Joins from Lyst to apply deep learning to the huge issue of fraud detection and false declines.
I've been following Ravelin's progress with great interest over the last two years, and have been very impressed with the maturity and intelligence of their approach. I'm thrilled to join as Head of Machine Learning, and I'm looking forward to working closely with the team to further advance their detection strategies and take the fight to fraudsters!
Ravelin uses a variety of techniques, including Machine Learning (ML), to detect fraud. Until now, online businesses have had to manually define and balance different "Rules" which decide which customers or orders are legitimate or fraud. With Machine Learning we can use live and historical data to produce "Models" which do this all automatically with a much greater capacity for detecting patterns and changes. This ends up being not only faster and more accurate, but much more maintainable as 10 rules are easy to juggle but 50 or 100 or 1000 very quickly get out of hand and impossible to truly understand.
There is also the problem of attrition; over time rules become less relevant as the environment changes and new rules supersede their predecessors. Without careful custodianship rules quickly become an unmaintainable tangle. The same is not true of ML models. If the assumptions or data change, then we simply retrain to reflect the change in environment.
My particular specialisation is deep learning. Deep learning has gained massive traction over the last five years due to its capability to learn complex patterns and because it helps practitioners construct bespoke models which are ideally suited to the problems they are trying to solve. Deep learning has many potential applications in fraud from learning customer similarity to building fraud networks and distilling complex structures down to useful representations. Let us consider an example of textual similarity.

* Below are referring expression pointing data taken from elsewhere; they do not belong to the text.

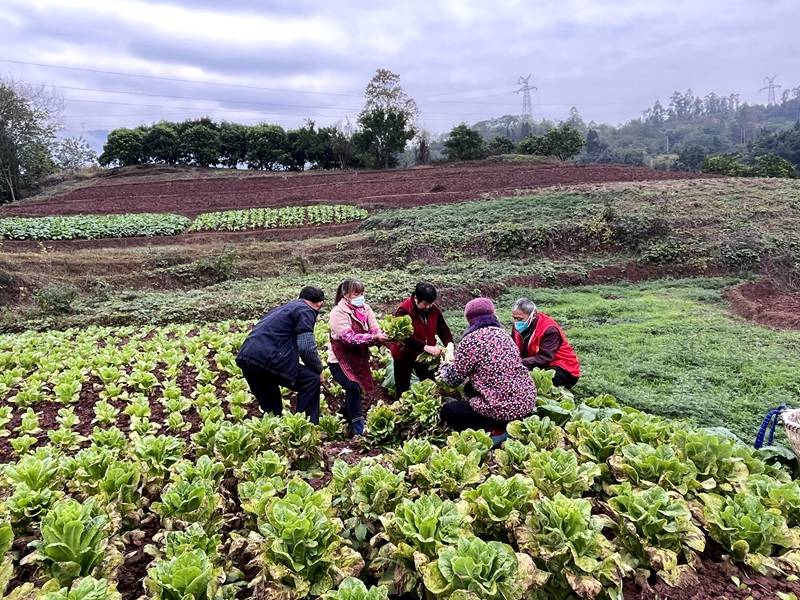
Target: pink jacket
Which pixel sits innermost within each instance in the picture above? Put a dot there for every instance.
(341, 327)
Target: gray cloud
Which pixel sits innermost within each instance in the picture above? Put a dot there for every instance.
(459, 59)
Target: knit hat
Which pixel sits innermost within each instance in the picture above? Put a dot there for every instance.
(479, 307)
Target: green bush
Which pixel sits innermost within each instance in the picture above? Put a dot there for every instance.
(56, 298)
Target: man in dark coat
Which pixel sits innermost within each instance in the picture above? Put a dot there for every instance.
(270, 356)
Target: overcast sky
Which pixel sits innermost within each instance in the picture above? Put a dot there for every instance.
(282, 62)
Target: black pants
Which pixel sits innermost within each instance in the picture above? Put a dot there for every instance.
(563, 378)
(459, 415)
(266, 387)
(352, 393)
(402, 375)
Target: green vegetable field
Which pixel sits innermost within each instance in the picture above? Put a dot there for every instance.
(135, 462)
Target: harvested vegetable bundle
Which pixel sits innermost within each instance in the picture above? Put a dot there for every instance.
(397, 328)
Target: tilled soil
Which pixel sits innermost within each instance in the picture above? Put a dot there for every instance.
(766, 304)
(370, 189)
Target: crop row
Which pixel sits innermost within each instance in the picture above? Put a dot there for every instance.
(154, 224)
(583, 495)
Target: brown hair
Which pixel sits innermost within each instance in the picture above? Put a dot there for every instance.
(348, 286)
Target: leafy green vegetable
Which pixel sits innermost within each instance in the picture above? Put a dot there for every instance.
(657, 528)
(566, 540)
(499, 504)
(190, 575)
(750, 531)
(73, 541)
(558, 471)
(87, 588)
(397, 328)
(541, 432)
(478, 569)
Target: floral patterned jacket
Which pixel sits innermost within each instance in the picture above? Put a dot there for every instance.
(490, 360)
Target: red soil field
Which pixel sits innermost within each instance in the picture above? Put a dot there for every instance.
(370, 189)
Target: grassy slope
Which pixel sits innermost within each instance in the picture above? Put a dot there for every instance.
(671, 348)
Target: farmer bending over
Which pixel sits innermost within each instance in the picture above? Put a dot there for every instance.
(542, 344)
(270, 356)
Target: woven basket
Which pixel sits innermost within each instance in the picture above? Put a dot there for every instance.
(791, 423)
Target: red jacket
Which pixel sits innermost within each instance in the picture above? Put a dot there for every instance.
(426, 328)
(564, 357)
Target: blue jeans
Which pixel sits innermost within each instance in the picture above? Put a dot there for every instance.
(352, 393)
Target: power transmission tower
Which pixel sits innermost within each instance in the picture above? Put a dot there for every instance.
(527, 112)
(770, 87)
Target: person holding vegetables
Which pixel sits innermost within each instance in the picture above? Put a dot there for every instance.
(270, 356)
(354, 329)
(428, 322)
(542, 344)
(499, 387)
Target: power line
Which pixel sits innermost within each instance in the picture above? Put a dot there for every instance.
(178, 79)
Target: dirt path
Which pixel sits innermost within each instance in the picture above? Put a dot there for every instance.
(763, 303)
(371, 189)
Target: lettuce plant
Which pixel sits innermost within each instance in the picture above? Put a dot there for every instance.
(499, 504)
(413, 535)
(564, 538)
(470, 440)
(189, 502)
(373, 492)
(73, 541)
(751, 532)
(188, 576)
(646, 466)
(558, 471)
(716, 459)
(413, 452)
(511, 457)
(541, 432)
(656, 527)
(303, 551)
(783, 495)
(298, 440)
(596, 441)
(448, 471)
(383, 426)
(476, 569)
(354, 589)
(87, 588)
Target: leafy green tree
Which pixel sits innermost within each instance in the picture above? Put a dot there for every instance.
(124, 147)
(384, 133)
(27, 137)
(500, 145)
(232, 144)
(464, 143)
(772, 165)
(268, 148)
(564, 141)
(534, 144)
(74, 153)
(161, 144)
(200, 144)
(387, 120)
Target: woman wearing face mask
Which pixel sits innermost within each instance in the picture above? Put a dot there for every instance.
(354, 329)
(542, 344)
(428, 322)
(499, 388)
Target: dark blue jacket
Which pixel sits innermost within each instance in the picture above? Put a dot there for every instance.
(272, 345)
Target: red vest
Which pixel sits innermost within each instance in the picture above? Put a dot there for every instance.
(565, 356)
(422, 331)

Traditional models treat text as an unordered set of words. Decisions are made based on the existence (or non-existence) of words. We can think of this approach as symbolic because there is no context or understanding of a word besides the fact that it exists. Deep approaches typically learn contextual semantic representations for words. With such representations, we can easily determine that the terms cat and cats or cat and dog are related. This would be much harder in a symbolic model.
These deep textual representations could allow us to catch fraudsters more easily by matching variations in the names and email addresses with which they register. This takes us beyond the current best practice whereby the attributes of an email address, which may indicate fraud, are manually curated. It also takes us closer to mimicking a part of the human ‘intuition’ in fraud assessment but does so at much greater scale and speed.
This is just one example of where deep learning can make a transformative difference in not just detecting bad transactions but also on the converse problem of allowing more good transactions.